Palmjet From United Kingdom, joined Nov 2001, 1116 posts, RR: 17 Posted (3 years 11 months 2 weeks 4 days 17 hours ago) and read 7098 times:
Continuing on from Part 1 of my earlier trip report, see "E-Jets in Australia", my day trip was not to end in Canberra (CBR). I had onward reservations to fly to Sydney, then back up to Brisbane, with a couple of hours spotting time thrown in at SYD for good measure.
Getting to CBR was a breeze and my first EM190 flight was successful. I exited landside for a few moments to see if there was anything of interest in the terminal, but nothing really grabbed me, so I decided to pass through security and go to the gate to see if I could get some pics of my arriving EM170 that was scheduled to take me to Sydney as DJ651.
On passing through, I was detained for a further screening after the initial “random” check for explosives revealed a positive result! I’ve never had this before but they then took down details of my flight and asked a few questions. I was a little on the nervous side because I was not relishing the thought of having to explain why I was only in CBR for 2 hours, only to fly to SYD for 2 hours and then head back to Brisbane on the same day - if I had said it was just to ride the E-jets, I am sure I would have been taken away for even further questioning. Hmmm. In any case, I passed the second screening and managed to answer questions as to where I was going and why without arousing too much suspicion and was allowed to go on my way.
Heading to the gate area which was quite small, but probably adequate for the E190/E170 loads, I managed to get a nice vantage point for some spotting and to get a glimpse of my E170.
A couple of shots from CBR that morning.
Also was pleased to see one of the RAAF B737NG VIP aircraft arrive. I worked on the legal team involved in the purchase of these aircraft in 2001 from Boeing.
Not much in the way of variety, but CBR is certainly becoming an E-jet haven, with all Virgin flights being operated by this type.
One in…one out
After a coffee and snack, another little E-jet arrived. Delivered in December 2008 and fitted in an all Y78 configuration, “Little Miss Sunshine Coast” VH-ZHF would be operating my flight today to SYD. Here she is arriving into CBR.
Boarding through Gate 5, the aircraft must have been only ¼ full. Many seats were empty, including my entire row. I was in 19A at the rear of the aircraft. There are 20 rows on the E170s. Virgin Blue’s E-jets seats look like this.
At the gate, with our reflection
Legroom and seat were very comfy, and no noticeable difference in the interior from the E190 I had just stepped off.
As we were fully boarded in no time at all, there was no chance of a delayed departure today. We pushed back early and commenced our taxi to the departure runway, passing sistership, VH-ZHA who had just arrived at the adjoining gate.
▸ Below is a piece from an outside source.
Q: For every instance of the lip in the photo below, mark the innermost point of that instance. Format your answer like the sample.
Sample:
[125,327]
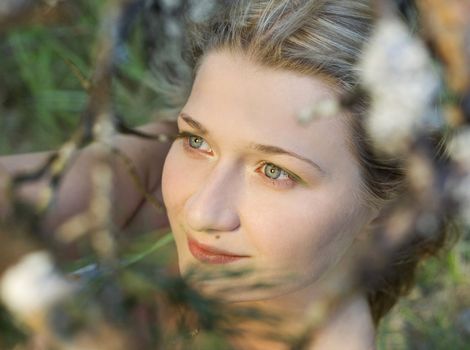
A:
[211,255]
Safety demonstration was done manually (as it is on all DJ flights), and our crew today was just as cheerful and friendly as those on DJ1212.
Little arriving traffic meant that we had no wait once we got to the end of the runway. Departing toward the south off Runway 17, here are a few take off shots.
We headed directly south for a bit, past Queanbeyan, which meant we’d left the Australian Capital Territory and were pretty much over New South Wales within a couple of minutes. Climbing out was quite bumpy but the E170 handled the rough quite admirably. A sharp left bank over the Googong Reservoir and we started tracking in a northeasterly direction, next stop, Sydney.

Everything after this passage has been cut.